Yesterday, my fun came to an end. The FBI arrested 29-year-old Filippo Bernardini, a rights coordinator for Simon & Schuster UK, at JFK airport. “Over the course of this scheme, Bernardini impersonated hundreds of distinct people and engaged in hundreds of unique efforts to fraudulently obtain electronic copies of manuscripts that he was not entitled to.” The Justice Department wrote in a press release.

What the Justice Department did not figure out, or at least did not reveal, is why the fuck he was doing this. The indictment includes this little paragraph:

I find this very interesting because even in this grand jury indictment of Bernardini, it seems unclear exactly what he gained from this whole scheme. The government isn’t even sure he made any money. They seem to want … the manuscripts back? Most of those manuscripts have already been published, scanned, and posted to the internet. That happens even without a book thief. Everything gets pirated. But Bernardini doesn’t seem to have been doing that. No evidence of him making profit off of these books has been presented at all.

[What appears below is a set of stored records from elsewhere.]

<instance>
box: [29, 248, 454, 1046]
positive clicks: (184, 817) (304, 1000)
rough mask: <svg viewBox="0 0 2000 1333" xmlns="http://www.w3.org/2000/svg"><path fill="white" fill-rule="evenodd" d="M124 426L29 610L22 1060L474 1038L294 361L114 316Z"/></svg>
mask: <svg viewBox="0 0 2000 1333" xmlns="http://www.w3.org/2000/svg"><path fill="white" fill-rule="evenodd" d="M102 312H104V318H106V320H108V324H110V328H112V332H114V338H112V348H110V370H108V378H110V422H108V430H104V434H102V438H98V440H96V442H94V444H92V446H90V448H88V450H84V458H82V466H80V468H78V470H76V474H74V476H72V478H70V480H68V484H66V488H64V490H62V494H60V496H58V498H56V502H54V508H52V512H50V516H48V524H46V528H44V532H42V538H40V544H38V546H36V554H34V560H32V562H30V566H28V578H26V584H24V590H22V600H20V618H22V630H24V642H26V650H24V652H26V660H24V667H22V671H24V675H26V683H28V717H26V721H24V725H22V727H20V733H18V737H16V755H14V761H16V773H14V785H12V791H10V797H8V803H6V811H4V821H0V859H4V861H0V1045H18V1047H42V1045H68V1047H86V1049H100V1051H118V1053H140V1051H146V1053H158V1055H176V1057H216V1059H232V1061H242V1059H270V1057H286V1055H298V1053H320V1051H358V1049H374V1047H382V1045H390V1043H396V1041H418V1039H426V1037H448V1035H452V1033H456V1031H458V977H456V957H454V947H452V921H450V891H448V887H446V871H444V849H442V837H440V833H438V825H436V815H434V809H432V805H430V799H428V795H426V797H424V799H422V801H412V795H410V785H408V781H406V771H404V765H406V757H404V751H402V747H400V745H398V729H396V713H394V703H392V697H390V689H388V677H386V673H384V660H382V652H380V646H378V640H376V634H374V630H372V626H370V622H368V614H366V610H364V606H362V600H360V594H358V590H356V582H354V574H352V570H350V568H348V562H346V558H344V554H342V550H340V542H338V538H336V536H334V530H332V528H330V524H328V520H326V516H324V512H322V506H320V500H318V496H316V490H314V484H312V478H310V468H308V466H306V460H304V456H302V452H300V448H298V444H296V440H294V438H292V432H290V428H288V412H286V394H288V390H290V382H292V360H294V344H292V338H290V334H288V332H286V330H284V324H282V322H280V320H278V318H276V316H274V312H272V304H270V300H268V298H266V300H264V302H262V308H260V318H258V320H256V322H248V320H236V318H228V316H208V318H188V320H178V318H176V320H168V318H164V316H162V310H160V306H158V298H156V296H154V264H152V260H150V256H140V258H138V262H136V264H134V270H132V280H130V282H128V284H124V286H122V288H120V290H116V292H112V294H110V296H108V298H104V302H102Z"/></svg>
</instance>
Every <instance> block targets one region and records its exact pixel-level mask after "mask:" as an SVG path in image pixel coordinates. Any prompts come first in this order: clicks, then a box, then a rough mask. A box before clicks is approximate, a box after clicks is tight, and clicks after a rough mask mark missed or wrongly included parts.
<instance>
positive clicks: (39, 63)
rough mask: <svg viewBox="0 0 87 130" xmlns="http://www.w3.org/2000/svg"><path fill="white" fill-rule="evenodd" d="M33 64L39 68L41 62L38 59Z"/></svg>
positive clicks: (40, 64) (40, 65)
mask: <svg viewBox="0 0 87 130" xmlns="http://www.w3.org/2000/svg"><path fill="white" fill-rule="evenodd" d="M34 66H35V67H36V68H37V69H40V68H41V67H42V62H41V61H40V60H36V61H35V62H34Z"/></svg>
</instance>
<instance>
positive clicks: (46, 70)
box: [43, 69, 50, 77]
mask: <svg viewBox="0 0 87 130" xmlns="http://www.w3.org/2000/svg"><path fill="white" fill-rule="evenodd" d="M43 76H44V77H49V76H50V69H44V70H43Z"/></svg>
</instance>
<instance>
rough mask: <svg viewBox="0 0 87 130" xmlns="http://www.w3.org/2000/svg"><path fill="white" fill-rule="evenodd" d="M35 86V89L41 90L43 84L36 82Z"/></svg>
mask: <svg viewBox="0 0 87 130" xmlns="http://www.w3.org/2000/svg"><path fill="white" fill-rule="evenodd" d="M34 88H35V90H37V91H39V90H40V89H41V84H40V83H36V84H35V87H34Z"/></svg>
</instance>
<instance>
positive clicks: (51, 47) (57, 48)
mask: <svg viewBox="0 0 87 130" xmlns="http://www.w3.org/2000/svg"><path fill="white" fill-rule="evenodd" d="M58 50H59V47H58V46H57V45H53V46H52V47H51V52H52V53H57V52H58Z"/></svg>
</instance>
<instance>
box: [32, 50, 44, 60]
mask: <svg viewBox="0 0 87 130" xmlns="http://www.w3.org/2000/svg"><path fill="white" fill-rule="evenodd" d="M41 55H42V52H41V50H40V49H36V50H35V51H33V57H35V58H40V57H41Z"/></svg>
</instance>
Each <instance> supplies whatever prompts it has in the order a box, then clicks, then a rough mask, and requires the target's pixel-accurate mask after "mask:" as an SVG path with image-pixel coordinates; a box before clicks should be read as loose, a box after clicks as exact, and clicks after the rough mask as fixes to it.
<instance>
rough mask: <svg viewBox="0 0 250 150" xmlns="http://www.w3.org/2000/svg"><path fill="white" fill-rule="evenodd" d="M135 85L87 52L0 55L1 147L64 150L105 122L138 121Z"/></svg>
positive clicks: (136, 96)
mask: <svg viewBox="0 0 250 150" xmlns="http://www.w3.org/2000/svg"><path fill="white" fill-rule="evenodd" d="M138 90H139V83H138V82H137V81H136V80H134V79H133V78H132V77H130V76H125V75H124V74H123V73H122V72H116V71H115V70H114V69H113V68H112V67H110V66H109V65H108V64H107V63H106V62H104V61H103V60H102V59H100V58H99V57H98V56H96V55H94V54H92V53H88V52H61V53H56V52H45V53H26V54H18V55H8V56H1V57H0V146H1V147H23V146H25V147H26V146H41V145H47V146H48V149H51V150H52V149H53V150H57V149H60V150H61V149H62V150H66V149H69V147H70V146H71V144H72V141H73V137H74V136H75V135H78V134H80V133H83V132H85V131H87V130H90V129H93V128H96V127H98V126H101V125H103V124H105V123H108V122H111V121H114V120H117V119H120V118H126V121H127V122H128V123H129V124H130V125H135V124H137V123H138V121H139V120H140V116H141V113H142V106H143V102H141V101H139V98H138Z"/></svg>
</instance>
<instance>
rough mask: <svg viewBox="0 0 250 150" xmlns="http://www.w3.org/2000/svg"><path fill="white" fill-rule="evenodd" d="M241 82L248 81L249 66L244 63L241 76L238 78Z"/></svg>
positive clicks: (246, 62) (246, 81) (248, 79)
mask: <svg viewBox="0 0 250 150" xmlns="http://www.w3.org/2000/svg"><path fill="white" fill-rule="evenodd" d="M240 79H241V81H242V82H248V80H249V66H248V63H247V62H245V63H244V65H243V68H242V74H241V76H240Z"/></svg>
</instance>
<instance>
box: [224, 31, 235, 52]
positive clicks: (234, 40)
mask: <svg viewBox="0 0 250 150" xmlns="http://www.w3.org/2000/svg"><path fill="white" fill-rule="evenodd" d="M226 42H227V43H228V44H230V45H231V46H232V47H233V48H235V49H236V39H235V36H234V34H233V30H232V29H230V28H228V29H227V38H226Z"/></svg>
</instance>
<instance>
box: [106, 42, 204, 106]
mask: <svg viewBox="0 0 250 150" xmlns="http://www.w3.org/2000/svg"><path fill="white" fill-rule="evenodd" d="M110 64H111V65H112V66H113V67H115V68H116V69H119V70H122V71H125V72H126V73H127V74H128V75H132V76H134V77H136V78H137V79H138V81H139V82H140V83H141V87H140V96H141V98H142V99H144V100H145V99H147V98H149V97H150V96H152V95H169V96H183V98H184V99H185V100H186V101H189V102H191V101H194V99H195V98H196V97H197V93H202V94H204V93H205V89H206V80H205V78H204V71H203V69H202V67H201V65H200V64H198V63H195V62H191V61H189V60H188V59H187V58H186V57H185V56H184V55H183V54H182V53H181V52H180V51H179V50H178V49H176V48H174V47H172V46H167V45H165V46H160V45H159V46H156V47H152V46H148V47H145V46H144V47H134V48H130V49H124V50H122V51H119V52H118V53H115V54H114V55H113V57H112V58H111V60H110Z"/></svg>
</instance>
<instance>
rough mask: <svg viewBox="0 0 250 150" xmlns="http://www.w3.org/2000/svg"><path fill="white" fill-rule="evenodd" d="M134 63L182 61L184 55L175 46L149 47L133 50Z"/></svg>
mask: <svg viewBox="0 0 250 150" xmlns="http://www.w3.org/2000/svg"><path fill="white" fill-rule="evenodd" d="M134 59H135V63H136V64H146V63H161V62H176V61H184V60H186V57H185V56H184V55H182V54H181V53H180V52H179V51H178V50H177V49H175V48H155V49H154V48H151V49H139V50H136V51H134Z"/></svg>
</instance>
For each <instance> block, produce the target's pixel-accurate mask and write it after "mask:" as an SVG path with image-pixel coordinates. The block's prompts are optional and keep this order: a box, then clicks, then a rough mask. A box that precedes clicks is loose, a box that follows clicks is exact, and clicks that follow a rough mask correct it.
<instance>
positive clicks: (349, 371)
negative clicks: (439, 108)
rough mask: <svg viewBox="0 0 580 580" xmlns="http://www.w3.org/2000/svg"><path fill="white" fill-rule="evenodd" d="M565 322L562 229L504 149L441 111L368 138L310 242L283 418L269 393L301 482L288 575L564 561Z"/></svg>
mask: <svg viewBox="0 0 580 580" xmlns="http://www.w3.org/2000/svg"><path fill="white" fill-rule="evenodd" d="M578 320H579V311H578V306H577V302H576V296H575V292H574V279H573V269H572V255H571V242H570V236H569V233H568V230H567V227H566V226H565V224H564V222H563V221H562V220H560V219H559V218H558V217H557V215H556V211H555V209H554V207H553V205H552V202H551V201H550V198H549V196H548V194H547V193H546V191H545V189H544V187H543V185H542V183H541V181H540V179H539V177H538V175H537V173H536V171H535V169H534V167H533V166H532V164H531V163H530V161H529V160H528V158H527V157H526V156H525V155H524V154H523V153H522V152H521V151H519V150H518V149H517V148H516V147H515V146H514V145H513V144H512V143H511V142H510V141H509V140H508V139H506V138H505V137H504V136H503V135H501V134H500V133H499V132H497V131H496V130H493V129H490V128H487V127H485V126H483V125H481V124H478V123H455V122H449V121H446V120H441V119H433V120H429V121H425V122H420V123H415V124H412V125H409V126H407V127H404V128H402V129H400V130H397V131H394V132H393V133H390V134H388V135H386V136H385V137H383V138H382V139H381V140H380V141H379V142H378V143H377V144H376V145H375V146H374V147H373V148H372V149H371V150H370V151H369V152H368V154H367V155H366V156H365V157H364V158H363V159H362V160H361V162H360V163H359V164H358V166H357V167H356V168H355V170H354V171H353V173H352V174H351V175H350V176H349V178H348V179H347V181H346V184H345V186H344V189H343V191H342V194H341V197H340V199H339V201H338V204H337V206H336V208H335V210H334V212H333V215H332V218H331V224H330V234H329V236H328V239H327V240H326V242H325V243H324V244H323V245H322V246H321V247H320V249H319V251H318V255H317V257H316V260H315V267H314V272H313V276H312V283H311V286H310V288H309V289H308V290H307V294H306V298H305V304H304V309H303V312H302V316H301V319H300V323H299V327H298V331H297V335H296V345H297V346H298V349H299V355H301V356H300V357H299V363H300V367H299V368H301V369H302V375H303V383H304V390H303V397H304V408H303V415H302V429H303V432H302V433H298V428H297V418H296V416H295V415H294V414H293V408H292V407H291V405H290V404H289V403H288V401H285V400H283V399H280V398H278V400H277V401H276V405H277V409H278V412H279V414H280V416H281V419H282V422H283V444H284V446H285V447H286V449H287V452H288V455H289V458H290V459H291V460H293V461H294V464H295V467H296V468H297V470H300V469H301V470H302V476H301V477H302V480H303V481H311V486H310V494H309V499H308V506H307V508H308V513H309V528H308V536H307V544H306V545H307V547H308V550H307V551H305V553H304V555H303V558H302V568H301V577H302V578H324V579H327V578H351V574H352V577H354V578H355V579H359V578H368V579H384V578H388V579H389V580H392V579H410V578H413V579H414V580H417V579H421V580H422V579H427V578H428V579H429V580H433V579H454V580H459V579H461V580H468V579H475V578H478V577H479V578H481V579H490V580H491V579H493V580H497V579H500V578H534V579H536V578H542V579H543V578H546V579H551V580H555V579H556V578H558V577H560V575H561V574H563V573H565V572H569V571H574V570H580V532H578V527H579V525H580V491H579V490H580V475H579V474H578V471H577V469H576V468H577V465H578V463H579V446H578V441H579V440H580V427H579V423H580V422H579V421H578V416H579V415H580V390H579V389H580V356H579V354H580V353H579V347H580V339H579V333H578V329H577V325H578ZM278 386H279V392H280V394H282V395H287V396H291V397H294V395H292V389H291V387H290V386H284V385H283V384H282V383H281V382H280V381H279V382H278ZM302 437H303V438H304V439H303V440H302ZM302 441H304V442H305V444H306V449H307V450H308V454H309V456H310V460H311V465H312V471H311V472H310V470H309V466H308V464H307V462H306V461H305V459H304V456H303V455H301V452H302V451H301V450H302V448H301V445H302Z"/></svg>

Everyone is grasping at straws, trying to find an explanation for why this 29-year-old Italian man would want all of these unpublished manuscripts. The New York Times guessed that “knowing what’s coming, who is buying what and how much they’re paying could give companies an edge.” The FBI press release alleges he did it “to steal other people’s literary ideas for himself, but in the end he wasn’t creative enough to get away with it.”

But this doesn’t make any sense to me. By the time a manuscript has been sold to a publisher there would be no way for an unpublished author to steal an idea, write a whole manuscript, sell it, and edit it before the original book came out. And it’s not like Bernardini was rapidly working his way up the totem pole at Simon & Schuster UK because of his crimes. His LinkedIn shows that he’s gotten a few promotions since he began stealing manuscripts in 2016 at the age of 24.

Maybe, after all this, his goal was drama, suspicion, intrigue. Maybe his goal was chaos! This, to me, is a noble goal.